On my machine, same h265 encode works almost twice as fast using virtulDub_x64 (with x64 h265 library) vs virtulDub_x32 (regular x32 h265 library). That's probably because longint (64bits) numbers operations (ie: add) can be done on a single instruction on x64, but on 32bit needs two: add lower part, and then add (with carry) the higher part. So unless integer maths are limited to 32bit integers, most of it will take more time under x32.

64-bits and Memory Bandwidth

Mason asked about the advantages of a 64-bit processor.
Well, an obvious disadvantage is that you have to move more bits around. And given that memory accesses are a serious issue these days[1], moving around twice as much memory for a fair number of operations can't be a good thing.
But how bad is the effect of this, really? And what makes up for it? Or should I be running all my small apps on 32-bit machines?
I should mention that I'm considering, in particular, the case where one has a choice of running 32- or 64-bit on the same machine, so in either mode the bandwidth to main memory is the same.
[1]: And even fifteen years ago, for that matter. I remember talk as far back as that about good cache behaviour, and also particularly that the Alpha CPUs that won all the benchmarks had a giant, for the time, 8 MB of L2 cache.
Whether your app should be 64-bit depends a lot on what kind of computation it does. If you need to process very large data sets, you obviously need 64-bit pointers. If not, you need to know whether your app spends relatively more time doing arithmetic or memory accesses. On x86-64, the general purpose registers are not only twice as wide, there are twice as many and they are more "general purpose". This means that 64-bit code can have much better integer op performance. However, if your code doesn't need the extra register space, you'll probably see better performance by using smaller pointers and data, due to increased cache effectiveness. If your app is dominated by floating point operations, there probably isn't much point in making it 32-bit, because most of the memory accesses will be for wide vectors anyways, and having the extra SSE registers will help.
Most 64-bit programming environments use the "LP64" model, meaning that only pointers and long int variables (if you're a C/C++ programmer) are 64 bits. Integers (ints) remain 32-bits unless you're in the "ILP64" model, which is fairly uncommon.
I only bring it up because most int variables aren't being used for size_t-like purposes--that is, they stay within ranges comfortably held by 32 bits. For variables of that nature, you'll never be able to tell the difference.
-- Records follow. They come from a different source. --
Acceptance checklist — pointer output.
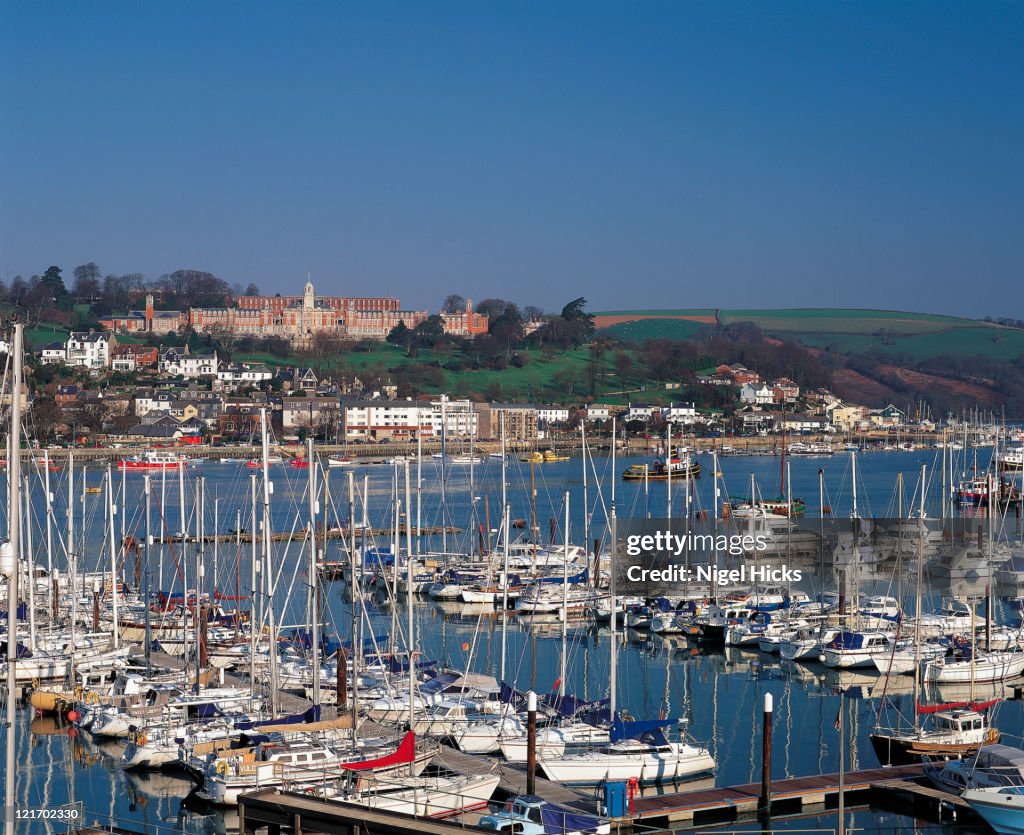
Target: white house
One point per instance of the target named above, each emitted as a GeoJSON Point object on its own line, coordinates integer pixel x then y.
{"type": "Point", "coordinates": [805, 423]}
{"type": "Point", "coordinates": [381, 418]}
{"type": "Point", "coordinates": [459, 421]}
{"type": "Point", "coordinates": [177, 364]}
{"type": "Point", "coordinates": [680, 413]}
{"type": "Point", "coordinates": [310, 413]}
{"type": "Point", "coordinates": [147, 401]}
{"type": "Point", "coordinates": [757, 394]}
{"type": "Point", "coordinates": [408, 419]}
{"type": "Point", "coordinates": [553, 414]}
{"type": "Point", "coordinates": [52, 353]}
{"type": "Point", "coordinates": [91, 350]}
{"type": "Point", "coordinates": [243, 373]}
{"type": "Point", "coordinates": [640, 412]}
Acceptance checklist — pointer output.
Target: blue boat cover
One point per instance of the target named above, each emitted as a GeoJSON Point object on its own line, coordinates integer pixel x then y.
{"type": "Point", "coordinates": [558, 821]}
{"type": "Point", "coordinates": [633, 731]}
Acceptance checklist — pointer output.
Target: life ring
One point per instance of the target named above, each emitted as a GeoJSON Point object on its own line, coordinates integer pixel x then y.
{"type": "Point", "coordinates": [632, 789]}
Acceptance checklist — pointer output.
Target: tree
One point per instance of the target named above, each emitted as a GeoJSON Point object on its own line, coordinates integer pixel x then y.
{"type": "Point", "coordinates": [429, 331]}
{"type": "Point", "coordinates": [493, 307]}
{"type": "Point", "coordinates": [54, 282]}
{"type": "Point", "coordinates": [86, 286]}
{"type": "Point", "coordinates": [454, 303]}
{"type": "Point", "coordinates": [400, 335]}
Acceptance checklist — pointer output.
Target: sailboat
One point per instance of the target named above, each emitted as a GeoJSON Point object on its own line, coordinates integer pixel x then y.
{"type": "Point", "coordinates": [638, 751]}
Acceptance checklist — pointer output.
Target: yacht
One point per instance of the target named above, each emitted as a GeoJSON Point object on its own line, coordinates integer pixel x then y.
{"type": "Point", "coordinates": [649, 758]}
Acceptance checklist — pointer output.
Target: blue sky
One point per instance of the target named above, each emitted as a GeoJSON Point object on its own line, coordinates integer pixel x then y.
{"type": "Point", "coordinates": [643, 155]}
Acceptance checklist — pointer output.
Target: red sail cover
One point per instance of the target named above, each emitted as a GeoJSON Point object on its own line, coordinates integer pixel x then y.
{"type": "Point", "coordinates": [402, 754]}
{"type": "Point", "coordinates": [979, 706]}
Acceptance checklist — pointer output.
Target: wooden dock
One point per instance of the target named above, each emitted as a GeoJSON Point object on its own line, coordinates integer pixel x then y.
{"type": "Point", "coordinates": [787, 796]}
{"type": "Point", "coordinates": [513, 780]}
{"type": "Point", "coordinates": [275, 809]}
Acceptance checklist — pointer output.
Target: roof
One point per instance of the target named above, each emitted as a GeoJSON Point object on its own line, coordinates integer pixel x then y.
{"type": "Point", "coordinates": [92, 336]}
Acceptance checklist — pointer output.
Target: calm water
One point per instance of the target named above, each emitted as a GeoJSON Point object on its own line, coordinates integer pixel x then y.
{"type": "Point", "coordinates": [719, 695]}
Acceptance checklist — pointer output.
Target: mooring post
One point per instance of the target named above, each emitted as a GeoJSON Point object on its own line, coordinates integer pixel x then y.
{"type": "Point", "coordinates": [765, 805]}
{"type": "Point", "coordinates": [342, 685]}
{"type": "Point", "coordinates": [531, 743]}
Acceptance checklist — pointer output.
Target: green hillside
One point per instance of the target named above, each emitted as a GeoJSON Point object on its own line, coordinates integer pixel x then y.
{"type": "Point", "coordinates": [844, 331]}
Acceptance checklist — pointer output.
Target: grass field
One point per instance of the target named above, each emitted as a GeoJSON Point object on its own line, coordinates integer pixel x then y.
{"type": "Point", "coordinates": [846, 331]}
{"type": "Point", "coordinates": [653, 329]}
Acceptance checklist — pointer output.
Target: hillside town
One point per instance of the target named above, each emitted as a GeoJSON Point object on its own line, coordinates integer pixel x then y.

If you're doing numerical or data-heavy work with > 4GB of data, you'll need 64 bits anyways. If you're not, you won't notice the difference, unless you're in the habit of using longs where most would use ints.
I think you're starting off with a bad assumption here. You say:
moving around twice as much memory
for a fair number of operations can't
be a good thing
and the first question is ask is "why not"? In a true 64 bit machine, the data path is 64 bits wide, and so moving 64 bits takes exactly (to a first approximation) as many cycles as moving 32 bits on a 32 bit machine. So, if you need to move 128 bytes, it takes half as many cycles as it would take on a 32 bit machine.